Та все так же поспешно и осторожно выскользнула из комнаты и направилась опять в коридор.

На противоположном конце его, за стеклянною дверью, ведшею в залу, блеснул, показалось ей, свет – и в тот же миг погас… Но вот опять вспыхнул он, все сильнее разгораясь… Там были люди, до нее уже доносился гул двигавшихся ног… «Сени у нас со двора никогда не запираются, там и замок давно проржавел, – сообразила она, – они прямо и взошли».

Она бестрепетно направилась в залу, отворила дверь…

– Кто тут, что нужно? – громко и твердо выговорила она.

Только что зажженный фонарь с круглым медным рефлектором мгновенно приподнялся на уровень ее лица и ослепил ей в первую минуту глаза. Но в то же время раздался чей-то, будто уже слышанный ею, голос, и кто-то быстро подошел к ней:

– Mademoiselle, je vous prie, ne vous effrayez pas, nous ne sommes pas des brigands1! – говорил он, сопровождая слова каким-то слащаво-любезным хихиканьем.

Она узнала не очень давно назначенного в их уезд исправника, который, не далее как две недели назад, приезжал к ним в Юрьево «рекомендоваться» и очень потешал ее сестру Тоню своею комическою особой. Это был худой, на длинных ногах, господин лет тридцати шести, с придурковатым выражением вытянутого вперед, как бы постоянно чему-то удивлявшегося лица и с необыкновенным апломбом размашистых движений и витиеватой французской речи. Звали его Сливниковым. Бывшего гвардейскаго кавалериста, 2-«des revers de famille», – успел он обяснить в тот же первый приезд свой, – «заставили его обратиться теперь в одну из спиц государственной колесницы, un des rayons du char de l’état»-2… Тоня, пронеслось нежданно тут же в памяти Настасьи Дмитриевны, так и расхохоталась ему на это в лицо, и когда он спросил ее, «чему она так весело смеется», она пресерьезно уверила его, что это от удовольствия, доставленного ей его «остроумным сравнением»…
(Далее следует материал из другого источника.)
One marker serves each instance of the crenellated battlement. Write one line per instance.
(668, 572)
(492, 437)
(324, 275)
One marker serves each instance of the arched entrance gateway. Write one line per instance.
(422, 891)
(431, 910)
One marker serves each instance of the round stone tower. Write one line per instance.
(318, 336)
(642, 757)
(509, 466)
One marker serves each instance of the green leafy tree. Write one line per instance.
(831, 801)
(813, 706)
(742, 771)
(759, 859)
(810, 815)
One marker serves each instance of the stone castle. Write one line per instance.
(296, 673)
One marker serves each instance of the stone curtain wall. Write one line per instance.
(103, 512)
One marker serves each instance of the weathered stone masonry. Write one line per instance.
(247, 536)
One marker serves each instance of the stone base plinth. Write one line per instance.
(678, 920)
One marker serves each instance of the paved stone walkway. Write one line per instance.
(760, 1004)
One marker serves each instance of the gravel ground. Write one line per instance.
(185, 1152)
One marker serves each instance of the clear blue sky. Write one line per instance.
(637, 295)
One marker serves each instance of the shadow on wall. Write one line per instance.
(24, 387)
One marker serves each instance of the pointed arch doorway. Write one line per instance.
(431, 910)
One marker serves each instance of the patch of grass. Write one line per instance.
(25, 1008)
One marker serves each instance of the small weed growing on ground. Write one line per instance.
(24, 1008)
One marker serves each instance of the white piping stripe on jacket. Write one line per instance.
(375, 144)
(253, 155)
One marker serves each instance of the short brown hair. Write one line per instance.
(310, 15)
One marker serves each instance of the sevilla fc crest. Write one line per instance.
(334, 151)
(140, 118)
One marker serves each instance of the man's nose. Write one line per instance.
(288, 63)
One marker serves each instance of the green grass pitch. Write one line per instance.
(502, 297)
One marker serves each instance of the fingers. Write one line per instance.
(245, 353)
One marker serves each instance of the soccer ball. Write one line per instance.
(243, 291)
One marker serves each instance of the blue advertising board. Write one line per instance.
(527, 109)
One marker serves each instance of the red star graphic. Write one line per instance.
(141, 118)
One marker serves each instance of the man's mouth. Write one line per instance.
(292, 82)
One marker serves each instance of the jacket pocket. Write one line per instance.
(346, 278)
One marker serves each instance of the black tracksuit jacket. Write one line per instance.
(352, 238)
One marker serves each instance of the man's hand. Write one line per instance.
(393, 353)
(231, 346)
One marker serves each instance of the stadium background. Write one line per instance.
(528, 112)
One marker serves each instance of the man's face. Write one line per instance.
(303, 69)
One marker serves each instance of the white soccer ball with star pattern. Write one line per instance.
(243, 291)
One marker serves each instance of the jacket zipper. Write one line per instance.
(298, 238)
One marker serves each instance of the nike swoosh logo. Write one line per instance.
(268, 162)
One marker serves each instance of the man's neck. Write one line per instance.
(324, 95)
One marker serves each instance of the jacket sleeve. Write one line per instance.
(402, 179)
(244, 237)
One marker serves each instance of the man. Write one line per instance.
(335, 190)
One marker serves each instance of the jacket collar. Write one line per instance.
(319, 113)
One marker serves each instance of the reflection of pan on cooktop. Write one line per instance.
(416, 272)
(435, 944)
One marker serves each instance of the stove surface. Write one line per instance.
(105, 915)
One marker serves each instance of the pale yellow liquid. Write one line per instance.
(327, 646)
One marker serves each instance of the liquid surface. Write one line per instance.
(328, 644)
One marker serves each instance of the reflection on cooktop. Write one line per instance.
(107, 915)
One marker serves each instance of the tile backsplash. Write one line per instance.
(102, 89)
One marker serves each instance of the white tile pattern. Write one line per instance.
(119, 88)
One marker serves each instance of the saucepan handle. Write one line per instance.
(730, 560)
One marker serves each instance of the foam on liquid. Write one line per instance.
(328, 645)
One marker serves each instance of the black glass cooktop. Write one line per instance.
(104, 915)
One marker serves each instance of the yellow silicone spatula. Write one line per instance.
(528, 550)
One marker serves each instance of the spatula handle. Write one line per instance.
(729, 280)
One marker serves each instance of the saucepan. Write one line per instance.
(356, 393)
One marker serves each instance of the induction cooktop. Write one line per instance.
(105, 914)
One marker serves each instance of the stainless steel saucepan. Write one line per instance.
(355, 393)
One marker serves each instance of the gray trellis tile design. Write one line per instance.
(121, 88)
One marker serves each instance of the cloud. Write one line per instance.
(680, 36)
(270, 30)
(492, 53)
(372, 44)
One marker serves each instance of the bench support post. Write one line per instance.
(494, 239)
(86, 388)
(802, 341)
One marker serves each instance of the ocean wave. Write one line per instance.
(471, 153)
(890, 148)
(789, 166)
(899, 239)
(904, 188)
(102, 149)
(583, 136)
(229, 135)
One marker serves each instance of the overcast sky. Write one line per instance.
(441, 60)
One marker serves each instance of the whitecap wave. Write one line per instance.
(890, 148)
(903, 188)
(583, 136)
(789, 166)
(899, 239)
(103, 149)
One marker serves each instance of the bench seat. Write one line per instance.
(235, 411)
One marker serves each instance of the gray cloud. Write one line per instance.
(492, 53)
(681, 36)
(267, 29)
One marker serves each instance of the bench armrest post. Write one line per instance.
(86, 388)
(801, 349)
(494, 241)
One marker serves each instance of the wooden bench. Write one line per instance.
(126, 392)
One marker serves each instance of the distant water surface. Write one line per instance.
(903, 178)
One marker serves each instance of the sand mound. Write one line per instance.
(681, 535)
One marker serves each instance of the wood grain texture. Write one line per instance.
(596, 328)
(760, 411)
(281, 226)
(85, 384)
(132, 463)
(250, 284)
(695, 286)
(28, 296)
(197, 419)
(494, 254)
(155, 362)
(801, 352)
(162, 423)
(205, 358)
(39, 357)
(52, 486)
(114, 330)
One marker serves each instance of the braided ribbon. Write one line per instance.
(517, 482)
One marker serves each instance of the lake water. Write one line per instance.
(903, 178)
– Mademoiselle Bouinossof, одна из двух дочерей здешнего владельца, – с церемониймейстерскою важностю округляя руки и сжимая губы сердечком, представлял он между тем Настасью Дмитриевну двинувшемуся к ней за ним военному в голубом мундире с полковничьими погонами, державшему в руке осветивший ее потайной фонарь. Другой, довольно большого объема, экипажный фонарь с зажженною в нем свечой выступил в то же время из сеней, несомый здоровым, усатым жандармом, за которым следовали какой-то мизерного вида человечек в сибирке, подпоясанный красным кушаком, и знакомый Настасье Дмитриевне мужик с бляхою на кафтане – полицейский сотский села Буйносова. Военный (она неясно различала черты его немолодого, обросшего волосами лица) подошел к ней с учтивым поклоном:

– Долг службы, сударыня, заставляет нас потревожить ваш покой… – произнес он как бы несколько конфузливо, низким и приятным голосом. – Вы, впрочем, по-видимому, не изволите рано ложиться спать? – добавил он тотчас затем совершенно иным – «инквизиторским», – сказала она себе, – тоном.

– У меня старик-отец больной… я иногда всю ночь не раздеваюсь, – проговорила она поспешно. – Что же вам угодно… в эту пору… ночью? – сочла она нужным спросить еще раз, придавая, насколько позволяло это ей все сильнее разыгрывавшееся внутри ее волнение, выражение недоумения своему лицу.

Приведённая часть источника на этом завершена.